TEROWONGAN IJO: MASA LALU DAN MASA KINI



Setelah diberlakukannya Tanam Paksa (Cultuur Stelsel) yang diberlakukan oleh Van den Bosch pada tahun 1830, untuk menyiasati krisis moneter pasca Perang Jawa, ide tentang perkeretaapian diajukan dengan tujuan untuk mengangkut hasil bumi dari Sistem Tanam Paksa tersebut. Salah satu alasan yang mendukung adalah tidak optimalnya lagi penggunaan jalan raya pada masa itu.

Pada 17 Juni 1864, Gubernur Jenderal Mr. L. A. J. W. Baron. Sloet van Beele membuka jalur kereta api pertama di Jawa, yang saat itu merupakan bagian dari Hindia Belanda. Jalur ini milik Nederlandsch-Indische Spoorweg Maatschappij (Perusahaan Kereta Api Hindia Belanda), dan jalur pertama yang beroperasi adalah antara Semarang dan Tanggung, dibuka pada 10 Agustus 1867 yang berjarak 26 km dengan lebar jalur 1.435 mm (lebar jalur SS - Staatsspoorwegen adalah 1.067 mm atau yang sekarang dipakai), atas permintaan Raja Willem I untuk keperluan militer di Semarang maupun hasil bumi ke Gudang Semarang (History of Railways in Indonesia - http://keretapi.tripod.com/history.html).
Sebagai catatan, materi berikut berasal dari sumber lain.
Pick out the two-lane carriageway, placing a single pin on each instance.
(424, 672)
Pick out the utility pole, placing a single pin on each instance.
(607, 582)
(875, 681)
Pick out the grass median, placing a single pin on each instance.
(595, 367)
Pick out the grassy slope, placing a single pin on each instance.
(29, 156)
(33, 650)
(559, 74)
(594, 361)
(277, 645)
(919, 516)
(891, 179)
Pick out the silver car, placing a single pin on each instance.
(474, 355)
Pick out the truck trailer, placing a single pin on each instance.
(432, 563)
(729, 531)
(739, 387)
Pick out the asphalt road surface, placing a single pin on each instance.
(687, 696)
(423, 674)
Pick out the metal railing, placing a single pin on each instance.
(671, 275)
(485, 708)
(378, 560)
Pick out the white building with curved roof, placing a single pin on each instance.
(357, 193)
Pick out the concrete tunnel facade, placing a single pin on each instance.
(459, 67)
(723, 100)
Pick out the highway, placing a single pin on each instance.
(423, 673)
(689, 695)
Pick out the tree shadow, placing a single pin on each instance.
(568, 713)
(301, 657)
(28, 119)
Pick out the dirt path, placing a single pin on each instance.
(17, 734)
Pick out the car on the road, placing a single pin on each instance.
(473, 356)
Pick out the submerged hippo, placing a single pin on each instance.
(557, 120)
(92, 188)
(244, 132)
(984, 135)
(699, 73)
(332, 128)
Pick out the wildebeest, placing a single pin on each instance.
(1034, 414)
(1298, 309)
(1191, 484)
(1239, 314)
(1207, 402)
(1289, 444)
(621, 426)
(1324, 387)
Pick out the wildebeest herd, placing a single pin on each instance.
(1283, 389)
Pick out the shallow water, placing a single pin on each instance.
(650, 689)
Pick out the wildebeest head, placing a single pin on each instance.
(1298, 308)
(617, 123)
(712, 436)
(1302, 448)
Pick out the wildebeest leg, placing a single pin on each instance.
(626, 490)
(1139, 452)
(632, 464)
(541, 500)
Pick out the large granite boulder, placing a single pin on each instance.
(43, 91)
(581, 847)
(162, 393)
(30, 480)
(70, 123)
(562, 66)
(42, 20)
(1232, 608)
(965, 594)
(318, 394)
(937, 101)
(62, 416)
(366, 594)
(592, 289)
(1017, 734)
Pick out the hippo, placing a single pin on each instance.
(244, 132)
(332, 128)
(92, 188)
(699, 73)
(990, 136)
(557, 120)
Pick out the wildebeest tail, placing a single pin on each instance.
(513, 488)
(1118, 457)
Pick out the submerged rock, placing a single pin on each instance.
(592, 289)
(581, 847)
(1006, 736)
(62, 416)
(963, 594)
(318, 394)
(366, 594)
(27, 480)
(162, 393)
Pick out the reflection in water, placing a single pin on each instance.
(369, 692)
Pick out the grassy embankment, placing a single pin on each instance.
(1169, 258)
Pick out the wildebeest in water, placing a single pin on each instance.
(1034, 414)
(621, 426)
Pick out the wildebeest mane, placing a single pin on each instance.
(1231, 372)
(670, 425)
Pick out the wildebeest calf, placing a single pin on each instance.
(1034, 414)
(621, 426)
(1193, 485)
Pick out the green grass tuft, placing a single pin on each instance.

Kemudian dalam melayani kebutuhan akan pengiriman hasil bumi dari Indonesia, maka Pemerintah Kolonial Belanda sejak tahun 1876 telah membangun berbagai jaringan kereta api, dengan muara akhir pada pelabuhan Tanjung Priok Jakarta dan Tanjung Perak Surabaya. Semarang meskipun strategis, tetapi tidak ada pelabuhannya untuk barang, sehingga barang dikirim ke Batavia atau Soerabaja (GEDENKBOEK der Staatsspoor en Tramwegen in Nederlandsch Indie (1875-1925), Buku Kenang-kenangan kereta api dan trem di Hindia Belanda untuk masa laporan tahun 1875-1925, oleh S.A. Reitsma (Redaktur), Dinas Informasi Topografi Hindia Belanda - Jatinegara 1925).


Selain pembangunan jalur kereta api juga dibangun sejumlah terowongan untuk mempermudah dan mempercepat jalur transportasi dengan menembus dinding bukit. Ada 19 terowongan yang telah di buat dari kurun waktu tahun 1800-1900. Dari 19 terowongan ada sekitar 8 terowongan yang masih aktif dan terpanjang. Beberapa di antaranya adalah Terowongan Lampegan, Terowongan Sasaksaat, Terowongan Ijo.

Terowongan Lampegan berada di Kabupaten Cianjur dan dibangun pada tahun 1879-1882 dengan panjang 687 meter. Terowongan Ijo di Desa Bumi Agung, Kecamatan Gombong dibangun pada tahun 1885-1886 dengan panjang 58o meter. Terowongan Sasaksaat di Kecamatan Cipatat dibangun tahun 1902-1903 dengan panjang 949 meter.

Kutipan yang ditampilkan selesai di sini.